Month: March 2013

  • Props To Payless…For Saving Me From ONLINE Order Hell

    If you order things online, it can save time, money, aggravation…it even saves GAS, because you don’t have to drive somewhere to get what you need.

    BUT.

    In caps. Italics…bold print…if it FAILS…you could be looking at a season in online HELL.

    It’s been my experience that returns, credits, etc can be freaking awful.

    If something doesn’t work, they send you the manufacturer…who usually has customer service from Sri Lanka. And despite their limited ability to communicate with you, they are all Junior Lawyers, searching for a reason to negate the warranty. In the mean time, you have paid out money, have NO product, and if you are REALLY lucky, can get your refund in 2-3 weeks. (ABSURD…since they can do it electronically. The rule of thumb is a second to draw from your account, but weeks to refund.)

    Hey…I like a joke as much as the next guy…but NOT where my shekels are concerned.

     

    Now in a perfect world, there would be no screw ups…no mistakes. (And in a perfect world, Hugh Jackman would be doing my yard work, Colin Firth could be my husband(could listen to him ALL day and night) and Jeffrey Dean Morgan would be my love slave, happy to fetch me tidbits, and rub my feet. but I digress. In an efficient world, I am even willing to give them a whole TEN minutes to replace the money they removed in the blink of an eye. But weeks? No. But I have learned not to expect perfect. And I have also learned to be more impressed by how you are treated when something goes wrong—which can tell you a LOT about the company.

    So Desi bought a pair of sneaks in the Fall. She is HARD to buy footwear for. One, she has…well…HORRIBLE taste in shoes (Gay Israeli women who are dock workers would reject her usual choices as “too butch”.) Second, she has LARGE wide feet. Third…she can’t stand anything too tight, too binding, and she hates constantly tying her laces. So when she found a PERFECT pair of shoes, I had to see if they STILL existed. Since she found the first ones at Payless, I logged in, and checked it out.

    Oh. MY. GOD.

    They had them…on sale. In her size. Half the price.
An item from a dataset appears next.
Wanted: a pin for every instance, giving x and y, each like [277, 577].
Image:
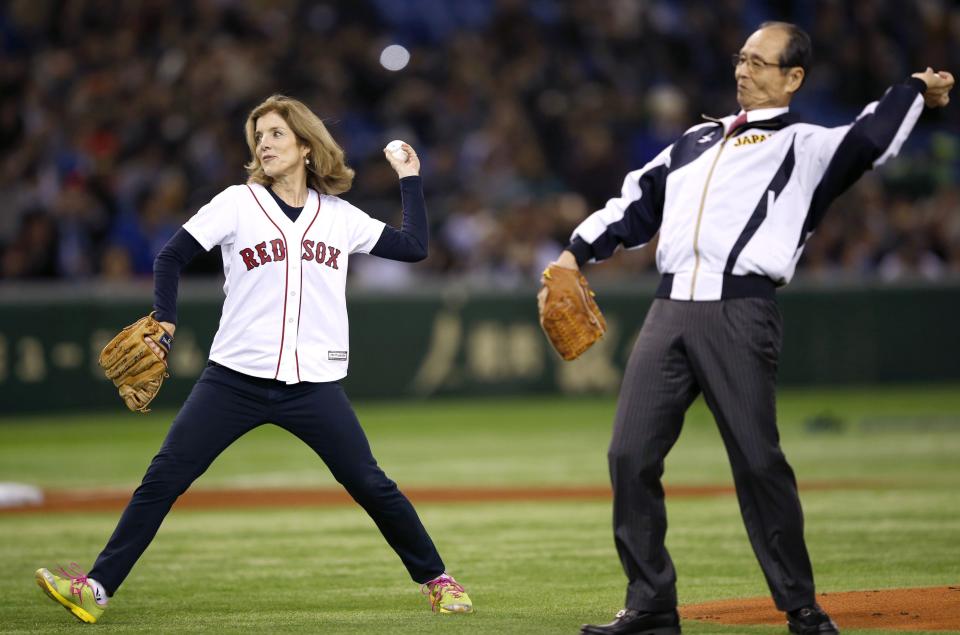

    So being the wise mom I am, I ordered TWO pair. I noticed they had a free shipping option…if you had them shipped to a store near you. It so happens the Payless is halfway between Ipswich and Salem. BOOOYAH! So I order it, arrange all the particulars…and wait. And wait. And…you get the picture?

     

    So I am supposed to see Desi today, and she asked about her sneakers. (The original pair is now in sad repair…since she wore them almost every day for MONTHS.) I look up the order…no alerts. So I called customer service, wondering how I will deal with Sri Lankan…and I get…AMERICANS. That threw me for a loop…but hot damn! So I explain the problem. They suggest that I might call the local store first…which to be fair, was a thought. I do so. The young lady there was bright, and polite. She was a sweetheart…took the order number, tried to find it…then came back on to explain that it was turning up oddly on the computer.

    Oh SHIT, thinks I.

    She asked if she could try to get the company, and call me back. (By now, I am expecting ye-olde-run-around, and have already begun to mourn the lost sneakers.) I agree. She hangs up. And to ease my boredom, I CALLED the company myself. I got through to another nice person…who tried to fix thing from her end, and also offered to call me back. Apparently the sneaks had been shipped…somewhere ELSE. Not even close to here. The word Michigan was mentioned. Michigan? I looked the order up again…no…I did say Massachusetts. But hey…they both start with a capital “M”. And they have vowels. An honest mistake. Sort of.

     

    Well, she WASN’T kidding. She called me back, and said they would be willing to route the shoes BACK here…to my home addy, no extra charge. Sounds like a plan. I was getting ready to call the local store, when the phone rang again. It was my local Payless. The girl felt so badly, she checked their stock…and Rock Me Sexy Jesus…they had TWO pairs of them in the color and size Desi needed. Should she put them aside? GOD yes! I hang up…the phone rings again. It’s online customer service. They spoke to the store (already) and arranged for an account credit…so I would have to pay for the sneaks again.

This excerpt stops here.